ContemporáneaArtXIXe sièclePeinture de paysage de Grande Canarie

Peintre et enseignant

Nicolás Massieu y Matos, connu sous le nom de Colacho Massieu, est un peintre né à Las Palmas de Gran Canaria le 12 mars 1876 et mort dans la même ville en 1954. Son œuvre, marquée par l'expérience parisienne et la peinture en plein air, fait des paysages, des medianías et des sommets de Grande Canarie le cœur d'une poétique personnelle.

Jeunesse

Il vient d'une famille de tradition artistique liée à Manuel Ponce de León et Nicolás Massieu y Falcón. Il se forme d'abord auprès de ce dernier et dans l'enseignement du dessin à Las Palmas. Ses voyages à Liverpool, Rome et surtout Paris élargissent ses références : entre 1905 et 1906, il fréquente académies et ateliers de la capitale française, où il découvre les transformations de la peinture moderne.

Rôle historique

À son retour, il construit un langage personnel sans adhérer mécaniquement aux avant-gardes. Portrait et nature morte font partie de sa production, mais le paysage est son champ principal. La matière épaisse, l'usage du couteau à palette et une palette intense lui permettent de travailler la lumière et la structure des terrains de Grande Canarie ; il est ainsi connu comme le « peintre de Grande Canarie ».

Héritage

En 1914, il obtient la chaire de dessin de l'Institut général et technique de Las Palmas et la conserve jusqu'à sa retraite.
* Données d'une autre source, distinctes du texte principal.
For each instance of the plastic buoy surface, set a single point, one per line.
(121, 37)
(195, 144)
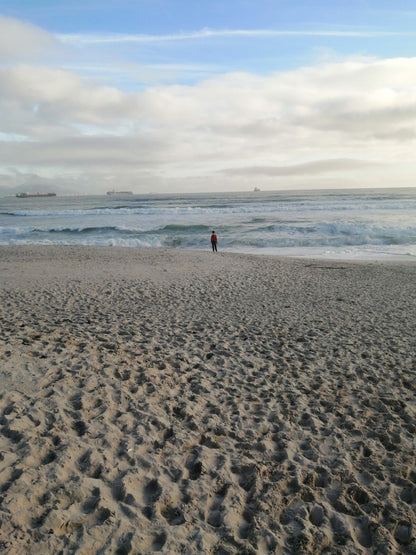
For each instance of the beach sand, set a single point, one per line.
(192, 402)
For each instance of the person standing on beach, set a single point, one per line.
(214, 242)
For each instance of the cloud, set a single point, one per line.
(344, 117)
(206, 34)
(317, 167)
(21, 40)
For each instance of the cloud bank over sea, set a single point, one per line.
(346, 122)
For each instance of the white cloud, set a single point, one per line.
(20, 40)
(339, 119)
(205, 34)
Il participe aussi aux premières années de l'École Luján Pérez et enseigne à sa nièce Lola Massieu. Son œuvre est conservée dans des collections publiques insulaires, dont la Casa de Colón, le TEA et le Parlement des Canaries, et demeure une référence pour comprendre la modernisation de la peinture de paysage dans l'archipel.

Chronologie

  1. 1876Naît à Las Palmas de Gran Canaria.
  2. 1905Effectue un séjour de formation à Paris.
  3. 1914Obtient la chaire de dessin de l'Institut général et technique de Las Palmas.
  4. 1947Peint Tempestad petrificada, œuvre conservée au Parlement des Canaries.
  5. 1954Meurt à Las Palmas de Gran Canaria.